Pour Manfred Weber, le président du groupe du Parti populaire européen (PPE, droite) du Parlement européen, présent à Strasbourg, mardi, « chaque semaine, il se passe des choses terribles en Turquie, nous ne pouvons pas continuer les négociations, nous devons envoyer un signal clair, il faut qu’elles soient gelées ».
« Nous ne pouvons pas dire d’un côté que nos valeurs sont d’une importance cruciale et de l’autre simplement continuer de négocier avec Ankara », a souligné pour sa part Guy Verhofstadt, le patron des libéraux à Strasbourg. « L’Europe est maintenant entourée d’autocrates – Poutine, Erdogan – qui veulent détruire nos valeurs. Nous vivons un moment crucial dans l’histoire de l’UE ; elle est en danger. Le Parlement européen doit se faire entendre, ne pas renoncer mais lutter fermement contre ces forces destructrices », a ajouté l’ex-premier ministre belge.
Le processus n’avance pratiquement plus depuis 2013
Plus prudent, le chef de file des sociaux-démocrates, Gianni Pittella, a exprimé son souci que l’Europe « ne ferme pas la porte » à la Turquie, « le gel des négociations doit être provisoire, beaucoup de Turcs continuent de se tourner vers l’Europe, il ne faut pas les trahir ». Â
Sa famille politique est très sensible à cet aspect des relations avec Ankara : longtemps favorable à l’adhésion de la Turquie à l’UE, elle redoute maintenant qu’un gel ne soit perçu dans le pays, par les partis d’opposition, les journalistes ou les députés prokurdes persécutés, comme un abandon pur et simple de l’Europe.

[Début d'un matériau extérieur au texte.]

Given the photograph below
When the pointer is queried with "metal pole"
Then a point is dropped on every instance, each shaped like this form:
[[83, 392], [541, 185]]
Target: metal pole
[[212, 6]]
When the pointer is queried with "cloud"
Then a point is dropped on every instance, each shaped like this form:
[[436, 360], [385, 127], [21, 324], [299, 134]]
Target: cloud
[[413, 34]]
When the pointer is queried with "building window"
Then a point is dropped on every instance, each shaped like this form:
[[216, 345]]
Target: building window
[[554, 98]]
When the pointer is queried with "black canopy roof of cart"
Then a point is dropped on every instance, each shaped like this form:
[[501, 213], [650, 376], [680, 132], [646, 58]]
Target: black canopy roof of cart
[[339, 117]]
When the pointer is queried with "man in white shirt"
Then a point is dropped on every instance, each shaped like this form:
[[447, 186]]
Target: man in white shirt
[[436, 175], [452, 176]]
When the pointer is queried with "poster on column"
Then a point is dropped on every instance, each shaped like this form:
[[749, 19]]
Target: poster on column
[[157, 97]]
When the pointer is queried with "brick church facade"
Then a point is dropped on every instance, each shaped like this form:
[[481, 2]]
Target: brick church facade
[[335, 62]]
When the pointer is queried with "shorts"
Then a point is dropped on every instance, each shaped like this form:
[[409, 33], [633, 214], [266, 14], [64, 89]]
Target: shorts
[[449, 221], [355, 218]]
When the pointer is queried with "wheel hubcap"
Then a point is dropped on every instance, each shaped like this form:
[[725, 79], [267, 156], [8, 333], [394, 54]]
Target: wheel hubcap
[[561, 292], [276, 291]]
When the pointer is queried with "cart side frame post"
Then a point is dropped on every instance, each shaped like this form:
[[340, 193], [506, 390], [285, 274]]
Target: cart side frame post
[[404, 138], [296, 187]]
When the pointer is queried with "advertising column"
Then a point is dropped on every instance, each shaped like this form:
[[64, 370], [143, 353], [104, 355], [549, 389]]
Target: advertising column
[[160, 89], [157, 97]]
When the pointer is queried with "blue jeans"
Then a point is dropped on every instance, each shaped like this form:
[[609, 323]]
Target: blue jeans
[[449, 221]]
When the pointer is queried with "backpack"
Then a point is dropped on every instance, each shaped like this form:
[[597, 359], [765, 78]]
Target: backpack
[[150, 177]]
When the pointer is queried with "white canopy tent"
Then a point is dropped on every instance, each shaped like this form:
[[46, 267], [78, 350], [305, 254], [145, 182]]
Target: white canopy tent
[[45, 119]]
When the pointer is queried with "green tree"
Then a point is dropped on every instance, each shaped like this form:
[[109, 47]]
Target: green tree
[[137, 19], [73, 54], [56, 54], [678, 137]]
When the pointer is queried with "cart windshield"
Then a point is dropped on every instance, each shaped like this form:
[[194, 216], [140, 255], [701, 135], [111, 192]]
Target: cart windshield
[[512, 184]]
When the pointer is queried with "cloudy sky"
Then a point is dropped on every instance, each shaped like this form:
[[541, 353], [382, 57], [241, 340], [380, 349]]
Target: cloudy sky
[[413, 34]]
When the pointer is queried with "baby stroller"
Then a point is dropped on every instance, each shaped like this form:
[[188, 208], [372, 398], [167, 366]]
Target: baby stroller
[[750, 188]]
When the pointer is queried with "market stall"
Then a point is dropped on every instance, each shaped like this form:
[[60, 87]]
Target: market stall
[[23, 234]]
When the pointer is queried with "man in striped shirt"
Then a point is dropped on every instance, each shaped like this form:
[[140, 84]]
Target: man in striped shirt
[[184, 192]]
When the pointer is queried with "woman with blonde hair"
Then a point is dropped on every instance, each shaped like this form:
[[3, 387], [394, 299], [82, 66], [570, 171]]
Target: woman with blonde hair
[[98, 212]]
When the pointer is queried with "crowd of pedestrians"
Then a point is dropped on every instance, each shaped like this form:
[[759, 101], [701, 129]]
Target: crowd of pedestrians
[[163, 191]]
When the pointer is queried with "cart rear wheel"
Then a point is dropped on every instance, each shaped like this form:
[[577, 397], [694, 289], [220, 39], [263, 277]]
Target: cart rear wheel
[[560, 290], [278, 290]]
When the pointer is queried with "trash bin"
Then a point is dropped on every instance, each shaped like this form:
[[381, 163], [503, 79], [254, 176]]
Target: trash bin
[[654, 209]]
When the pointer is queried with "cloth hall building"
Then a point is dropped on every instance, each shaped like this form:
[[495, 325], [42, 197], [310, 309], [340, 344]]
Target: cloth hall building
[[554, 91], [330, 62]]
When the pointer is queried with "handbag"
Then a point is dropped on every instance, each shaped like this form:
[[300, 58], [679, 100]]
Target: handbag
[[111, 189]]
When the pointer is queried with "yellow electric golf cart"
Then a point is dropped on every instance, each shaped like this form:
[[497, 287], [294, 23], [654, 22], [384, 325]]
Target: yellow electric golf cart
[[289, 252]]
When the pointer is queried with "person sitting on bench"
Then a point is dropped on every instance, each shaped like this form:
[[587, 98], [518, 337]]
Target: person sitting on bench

Le gel des négociations officialiserait une situation de fait : le processus d’adhésion, démarré en 2005, n’avance pratiquement plus depuis 2013. Il a certes été relancé en décembre 2015, avec l’ouverture du chapitre 17 sur la politique économique et monétaire du pays, à la suite d’un premier accord entre Ankara et Bruxelles destiné à endiguer l’afflux de migrants transitant par la Turquie vers la Grèce. Mais depuis, rien n’a bougé.
A Bruxelles, Berlin et Paris, plus personne ne croit à une Turquie européenne dans un avenir prévisible. Mais, pour l’instant, les dirigeants refusent de le reconnaître ou de rompre en bonne et due forme les tractations. Certains redoutent que M. Erdogan ne réplique en n’appliquant plus l’accord sur les migrants signé en mars et ne rouvre ainsi les vannes des réfugiés vers la Grèce.
D’autres chefs d’Etat et de gouvernement craignent qu’en arrêtant les négociations d’adhésion, l’UE n’accélère la dérive du pays vers un régime dictatorial. En donnant de la voix à leur place, le Parlement de Strasbourg va-t-il les pousser à sortir du bois ? Pas sûr : selon plusieurs diplomates bruxellois, le Conseil européen, à l ’exception notable de l’Autriche, veut éviter à tout prix d’être rendu responsable de la rupture du processus d’adhésion.